One thing I use it for in web development all the time is stripping some text of its HTML tags. This might need to be done to sanitize user input for security, or for displaying a preview of a news article. For example, if you have an article with lots of HTML tags for formatting, you can't just do LEFT(article_text,100) + '...' (plus a "read more" link) and render that on a page at the risk of breaking the page by splitting apart an HTML tag.
Also, I've had to strip img tags in database records that link to images that no longer exist. And let's not forget web form validation. If you want to make a user has entered a correct email address (syntactically speaking) into a web form this is about the only way of checking it thoroughly.

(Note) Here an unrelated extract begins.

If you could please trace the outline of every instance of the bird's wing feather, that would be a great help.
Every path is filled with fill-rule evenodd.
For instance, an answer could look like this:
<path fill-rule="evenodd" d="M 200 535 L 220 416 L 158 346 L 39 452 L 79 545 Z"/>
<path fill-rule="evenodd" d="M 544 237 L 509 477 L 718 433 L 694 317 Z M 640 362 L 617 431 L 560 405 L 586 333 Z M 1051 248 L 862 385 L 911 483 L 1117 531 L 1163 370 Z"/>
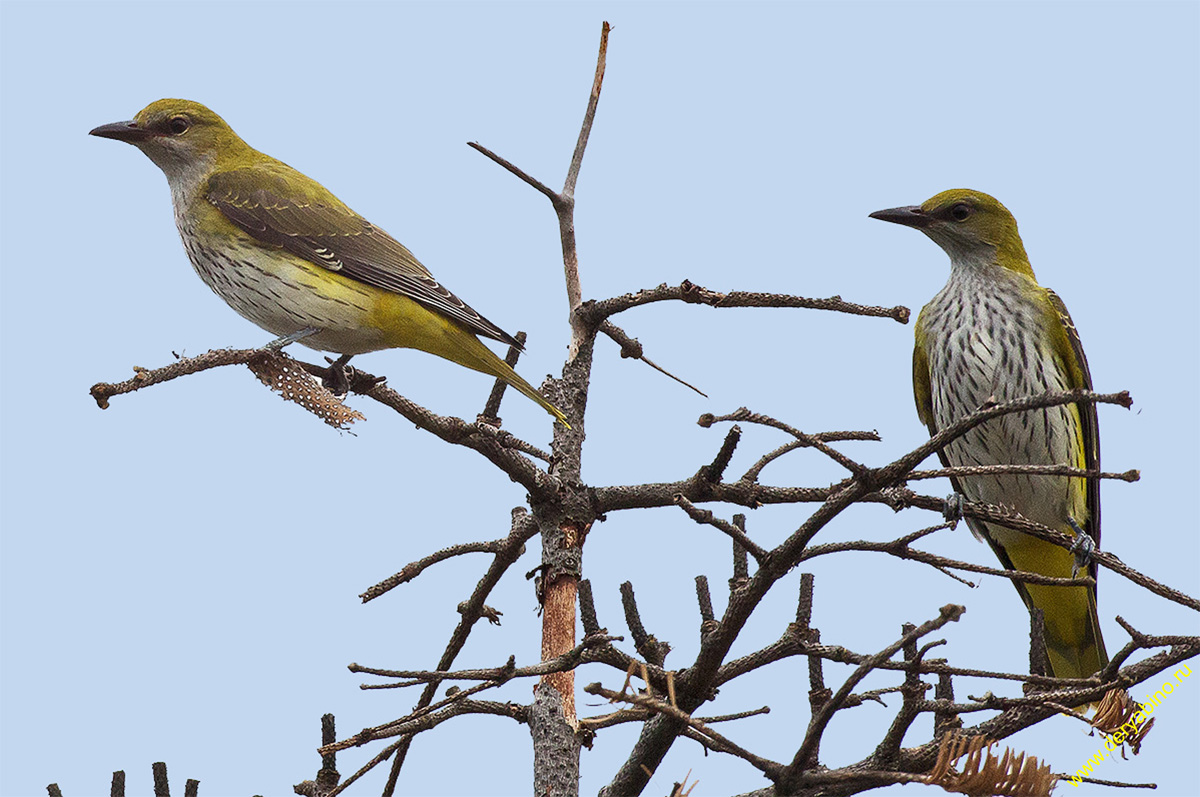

I've just pasted a long character sequence into a string literal, and now I want to break it up into a concatenation of shorter string literals so it doesn't wrap. I also want it to be readable, so I want to break only after spaces. I select the whole string (minus the quotation marks) and do an in-selection-only replace-all with this regex:
/.{20,60} /
...and this replacement:
/$0"ΒΆ + "/
...where the pilcrow is an actual newline, and the number of spaces varies from one incident to the next. Result:
String s = "I recently discussed editors with a co-worker. He uses one "
+ "of the less popular editors and I use another (I won't say "
+ "which ones since it's not relevant and I want to avoid an "
+ "editor flame war). I was saying that I didn't like his "
+ "editor as much because it doesn't let you do find/replace "
+ "with regular expressions.";
The first thing I do with any editor is try to figure out it's Regex oddities. I use it all the time. Nothing really crazy, but it's handy when you've got to copy/paste stuff between different types of text - SQL <-> PHP is the one I do most often - and you don't want to fart around making the same change 500 times.
Regex is very handy any time I am trying to replace a value that spans multiple lines. Or when I want to replace a value with something that contains a line break.
I also like that you can match things in a regular expression and not replace the full match using the $# syntax to output the portion of the match you want to maintain.
I agree with you on points 3, 4, and 5 but not necessarily points 1 and 2.
In some cases 1 and 2 are easier to achieve using a anonymous keyboard macro.
By this I mean doing the following:
Position the cursor on the first line
Start a keyboard macro recording
Modify the first line
Position the cursor on the next line
Stop record.
Now all that is needed to modify the next line is to repeat the macro.
I could live with out support for regex but could not live without anonymous keyboard macros.